When they became sufficiently educated to cease enslaving their own people, they then enslaved the first race they could conquer. If they differed in religion, they enslaved them. If they differed in color, that was sufficient. If they differed even in language, it was enough. If they were captured, they then pretended that having spared their lives, they had the right to enslave them. This argument was worthless. If they were captured, then there was no necessity for killing them. If there was no necessity for killing them, then they had no right to kill them. If they had no right to kill them, then they had no right to enslave them under the pretence that they had saved their lives.

Every excuse that the ingenuity of avarice could devise was believed to be a complete justification, and the great argument of slaveholders in all countries has been that slavery is a divine institution, and thus stealing human beings has always been fortified with a "Thus saith the Lord."

Slavery has been upheld by law and religion in every country. The word Liberty is not in any creed in the world. Slavery is right according to the law of man, shouted the judge. It is right according to the law of God, shouted the priest. Thus sustained by what they were pleased to call the law of God and man, slaveholders never voluntarily freed the slaves, with the exception of the Quakers. The institution has in all ages been clung to with the tenacity of death; clung to until it sapped and destroyed the foundations of society; clung to until all law became violence; clung to until virtue was a thing only of history; clung to until industry folded its arms—until commerce reefed every sail—until the fields were desolate and the cities silent, except where the poor free asked for bread, and the slave for mercy; clung to until the slave forging the sword of civil war from his fetters drenched the land in the master's blood. Civil war has been the great liberator of the world.

Slavery has destroyed every nation that has gone down to death. It caused the last vestige of Grecian civilization to disappear forever, and it caused Rome to fall with a crash that shook the world. After the disappearance of slavery in its grossest forms in Europe, Gonzales pointed out to his countrymen, the Portuguese, the immense profits that they could make by stealing Africans, and thus commenced the modern slave-trade—that aggregation of all horror—that infinite of all cruelty, prosecuted only by demons, and defended only by fiends. And yet the slave-trade has been defended and sustained by every civilized nation, and by each and all has been baptized "Legitimate commerce," in the name of the Father, the Son and the Holy Ghost:

It was even justified upon the ground that it tended to Christianize the negro.
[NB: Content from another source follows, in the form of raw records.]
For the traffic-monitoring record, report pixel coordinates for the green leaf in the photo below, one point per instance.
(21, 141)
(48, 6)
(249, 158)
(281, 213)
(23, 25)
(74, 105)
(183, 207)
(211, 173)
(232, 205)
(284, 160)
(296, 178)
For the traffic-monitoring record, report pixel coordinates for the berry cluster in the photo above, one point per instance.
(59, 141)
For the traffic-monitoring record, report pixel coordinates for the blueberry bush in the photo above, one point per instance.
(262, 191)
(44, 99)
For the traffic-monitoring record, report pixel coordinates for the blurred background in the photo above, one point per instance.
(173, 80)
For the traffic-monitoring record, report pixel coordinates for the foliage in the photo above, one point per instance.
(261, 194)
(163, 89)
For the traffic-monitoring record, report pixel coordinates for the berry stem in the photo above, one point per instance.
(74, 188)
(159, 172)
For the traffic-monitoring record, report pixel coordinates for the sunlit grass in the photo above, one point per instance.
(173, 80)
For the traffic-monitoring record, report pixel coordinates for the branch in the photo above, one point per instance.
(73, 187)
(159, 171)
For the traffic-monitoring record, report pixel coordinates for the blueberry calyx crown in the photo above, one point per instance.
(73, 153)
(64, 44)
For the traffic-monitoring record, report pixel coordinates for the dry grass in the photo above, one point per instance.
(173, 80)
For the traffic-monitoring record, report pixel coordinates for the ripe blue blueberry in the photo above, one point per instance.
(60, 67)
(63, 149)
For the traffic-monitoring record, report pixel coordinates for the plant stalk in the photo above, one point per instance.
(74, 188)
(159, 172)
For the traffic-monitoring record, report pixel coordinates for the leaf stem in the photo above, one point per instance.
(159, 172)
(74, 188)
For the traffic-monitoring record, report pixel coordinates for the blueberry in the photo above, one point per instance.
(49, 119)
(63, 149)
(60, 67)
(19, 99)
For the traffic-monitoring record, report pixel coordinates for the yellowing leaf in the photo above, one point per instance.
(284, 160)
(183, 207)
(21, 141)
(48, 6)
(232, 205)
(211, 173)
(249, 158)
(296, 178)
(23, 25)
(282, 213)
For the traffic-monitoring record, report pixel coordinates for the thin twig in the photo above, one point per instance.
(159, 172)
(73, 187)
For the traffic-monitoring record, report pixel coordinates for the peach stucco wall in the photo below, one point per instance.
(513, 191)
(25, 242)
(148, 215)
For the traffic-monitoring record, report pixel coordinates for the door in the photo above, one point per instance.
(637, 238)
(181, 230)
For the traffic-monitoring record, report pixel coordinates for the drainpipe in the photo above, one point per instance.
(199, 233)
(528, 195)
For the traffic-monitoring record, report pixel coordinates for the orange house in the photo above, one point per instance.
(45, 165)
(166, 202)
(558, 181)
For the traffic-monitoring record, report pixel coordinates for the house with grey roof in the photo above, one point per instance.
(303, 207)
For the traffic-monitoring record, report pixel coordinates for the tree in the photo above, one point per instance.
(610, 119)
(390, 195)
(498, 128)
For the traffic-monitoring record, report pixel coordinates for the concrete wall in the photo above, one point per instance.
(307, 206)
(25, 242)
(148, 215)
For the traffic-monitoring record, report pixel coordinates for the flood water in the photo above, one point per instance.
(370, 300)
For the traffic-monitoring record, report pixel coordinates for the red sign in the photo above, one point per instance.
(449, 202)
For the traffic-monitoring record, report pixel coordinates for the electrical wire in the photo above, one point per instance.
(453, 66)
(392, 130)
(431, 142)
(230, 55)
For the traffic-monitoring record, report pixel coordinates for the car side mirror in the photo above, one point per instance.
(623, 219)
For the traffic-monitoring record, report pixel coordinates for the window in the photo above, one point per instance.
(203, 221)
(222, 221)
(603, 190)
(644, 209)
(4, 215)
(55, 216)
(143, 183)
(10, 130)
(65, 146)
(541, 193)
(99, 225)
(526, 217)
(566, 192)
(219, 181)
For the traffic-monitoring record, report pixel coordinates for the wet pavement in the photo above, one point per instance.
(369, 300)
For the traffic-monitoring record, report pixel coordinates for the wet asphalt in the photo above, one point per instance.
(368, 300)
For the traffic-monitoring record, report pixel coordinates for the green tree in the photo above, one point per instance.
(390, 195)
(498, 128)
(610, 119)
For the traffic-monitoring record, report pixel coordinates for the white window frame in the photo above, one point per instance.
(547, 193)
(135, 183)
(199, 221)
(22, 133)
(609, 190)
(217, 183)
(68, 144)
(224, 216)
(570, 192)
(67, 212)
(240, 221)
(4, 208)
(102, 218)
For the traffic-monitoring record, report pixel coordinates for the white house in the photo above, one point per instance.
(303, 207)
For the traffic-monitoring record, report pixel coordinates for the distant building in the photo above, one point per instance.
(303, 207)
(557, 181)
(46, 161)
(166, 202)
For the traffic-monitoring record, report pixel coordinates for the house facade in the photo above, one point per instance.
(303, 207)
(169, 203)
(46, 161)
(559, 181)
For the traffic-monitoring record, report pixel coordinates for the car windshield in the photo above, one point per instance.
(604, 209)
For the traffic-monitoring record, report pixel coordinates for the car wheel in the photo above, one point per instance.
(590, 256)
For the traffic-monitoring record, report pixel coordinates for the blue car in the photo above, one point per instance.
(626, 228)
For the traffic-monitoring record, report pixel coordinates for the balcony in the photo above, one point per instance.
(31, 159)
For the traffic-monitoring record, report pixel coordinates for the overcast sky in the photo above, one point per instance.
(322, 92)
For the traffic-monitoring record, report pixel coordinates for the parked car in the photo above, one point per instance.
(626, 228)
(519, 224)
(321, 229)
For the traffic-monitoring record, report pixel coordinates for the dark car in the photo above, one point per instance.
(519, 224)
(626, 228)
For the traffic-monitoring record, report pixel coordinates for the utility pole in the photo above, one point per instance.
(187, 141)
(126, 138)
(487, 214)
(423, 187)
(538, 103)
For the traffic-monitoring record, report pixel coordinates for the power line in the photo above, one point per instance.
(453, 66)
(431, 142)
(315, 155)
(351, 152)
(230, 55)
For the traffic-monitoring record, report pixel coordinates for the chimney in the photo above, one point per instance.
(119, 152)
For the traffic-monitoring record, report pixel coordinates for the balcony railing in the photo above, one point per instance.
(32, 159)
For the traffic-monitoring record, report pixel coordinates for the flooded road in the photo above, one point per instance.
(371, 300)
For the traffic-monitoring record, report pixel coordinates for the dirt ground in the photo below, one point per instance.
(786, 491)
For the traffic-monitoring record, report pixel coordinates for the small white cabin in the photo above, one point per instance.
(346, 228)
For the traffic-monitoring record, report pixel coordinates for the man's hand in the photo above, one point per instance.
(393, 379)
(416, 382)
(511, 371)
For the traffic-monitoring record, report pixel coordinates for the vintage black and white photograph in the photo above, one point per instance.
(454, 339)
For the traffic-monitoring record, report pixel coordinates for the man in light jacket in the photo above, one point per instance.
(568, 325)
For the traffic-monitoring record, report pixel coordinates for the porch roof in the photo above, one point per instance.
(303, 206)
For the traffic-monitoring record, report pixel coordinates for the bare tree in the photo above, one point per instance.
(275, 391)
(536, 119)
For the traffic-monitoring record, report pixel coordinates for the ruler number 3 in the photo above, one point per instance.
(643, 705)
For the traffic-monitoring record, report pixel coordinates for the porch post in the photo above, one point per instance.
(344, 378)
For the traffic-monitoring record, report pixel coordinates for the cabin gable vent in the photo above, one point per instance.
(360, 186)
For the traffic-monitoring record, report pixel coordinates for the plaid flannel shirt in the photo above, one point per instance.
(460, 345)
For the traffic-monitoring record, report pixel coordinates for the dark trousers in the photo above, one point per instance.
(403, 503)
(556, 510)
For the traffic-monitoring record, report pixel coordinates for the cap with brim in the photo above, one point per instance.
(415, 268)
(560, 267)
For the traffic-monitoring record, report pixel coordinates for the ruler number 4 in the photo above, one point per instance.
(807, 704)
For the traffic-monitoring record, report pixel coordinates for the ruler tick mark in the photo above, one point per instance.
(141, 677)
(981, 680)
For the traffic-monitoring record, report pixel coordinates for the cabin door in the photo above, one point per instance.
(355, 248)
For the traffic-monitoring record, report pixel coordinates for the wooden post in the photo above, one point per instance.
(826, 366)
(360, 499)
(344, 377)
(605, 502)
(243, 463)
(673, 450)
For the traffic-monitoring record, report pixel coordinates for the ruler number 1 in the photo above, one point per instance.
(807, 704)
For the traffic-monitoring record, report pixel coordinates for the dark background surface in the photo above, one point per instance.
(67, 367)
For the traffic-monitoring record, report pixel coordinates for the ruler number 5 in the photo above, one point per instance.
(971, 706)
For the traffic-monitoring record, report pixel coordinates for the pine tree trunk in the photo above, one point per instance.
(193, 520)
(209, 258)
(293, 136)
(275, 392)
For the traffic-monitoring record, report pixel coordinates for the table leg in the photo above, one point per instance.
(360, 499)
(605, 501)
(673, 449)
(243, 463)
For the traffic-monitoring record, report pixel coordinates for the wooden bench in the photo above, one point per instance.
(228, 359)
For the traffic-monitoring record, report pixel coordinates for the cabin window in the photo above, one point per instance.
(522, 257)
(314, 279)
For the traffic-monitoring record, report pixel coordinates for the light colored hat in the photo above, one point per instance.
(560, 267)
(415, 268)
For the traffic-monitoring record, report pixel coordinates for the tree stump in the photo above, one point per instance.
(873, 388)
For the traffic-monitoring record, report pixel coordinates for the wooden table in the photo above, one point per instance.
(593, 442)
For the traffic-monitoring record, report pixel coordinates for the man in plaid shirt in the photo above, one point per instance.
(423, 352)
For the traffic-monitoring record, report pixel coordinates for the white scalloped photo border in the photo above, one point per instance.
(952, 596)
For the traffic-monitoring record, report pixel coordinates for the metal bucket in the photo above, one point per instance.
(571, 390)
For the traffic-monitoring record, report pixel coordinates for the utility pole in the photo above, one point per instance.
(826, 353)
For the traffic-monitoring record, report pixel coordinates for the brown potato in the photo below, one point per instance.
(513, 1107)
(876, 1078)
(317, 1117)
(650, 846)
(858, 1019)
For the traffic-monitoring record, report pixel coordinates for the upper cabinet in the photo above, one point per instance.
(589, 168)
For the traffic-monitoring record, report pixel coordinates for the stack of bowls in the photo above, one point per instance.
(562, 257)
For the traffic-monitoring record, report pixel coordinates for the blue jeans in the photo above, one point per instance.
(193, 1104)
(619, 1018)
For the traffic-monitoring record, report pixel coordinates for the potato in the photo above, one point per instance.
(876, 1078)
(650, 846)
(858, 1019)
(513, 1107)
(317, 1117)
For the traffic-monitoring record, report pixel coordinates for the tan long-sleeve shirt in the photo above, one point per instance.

It was of the poor hypocrites who had used this argument that Whittier said,

"They bade the slaveship speed from coast to coast,
Fanned by the wings of the Holy Ghost."

Backed and supported by such Christian and humane arguments slavery was planted upon our soil in 1620, and from that day to this it has been the cause of all our woes, of all the bloodshed—of all the heart-burnings—hatred and horrors of more than two hundred years, and yet we hated to part with the beloved institution. Like Pharaoh we would not let the people go. He was afflicted with vermin, with frogs—with water turned to blood—with several kinds of lice, and yet would not let the people go. We were afflicted with worse than all these combined—the Northern Democracy—before we became grand enough to say, "Slavery shall be eradicated from the soil of the Republic." When we reached this sublime moral height we were successful. The Rebellion was crushed and liberty established.

A majority of the civilized world is for freedom—nearly all the Christian denominations are for liberty. The world has changed—the people are nobler, better and purer than ever.

Every great movement must be led by heroic and self-sacrificing pioneers. In England, in Christian England, the soul of the abolition cause was Thomas Clarkson. To the great cause of human freedom he devoted his life. He won over the eloquent and glorious Wilberforce, the great Pitt, the magnificent orator, Burke, and that far-seeing and humane statesman, Charles James Fox.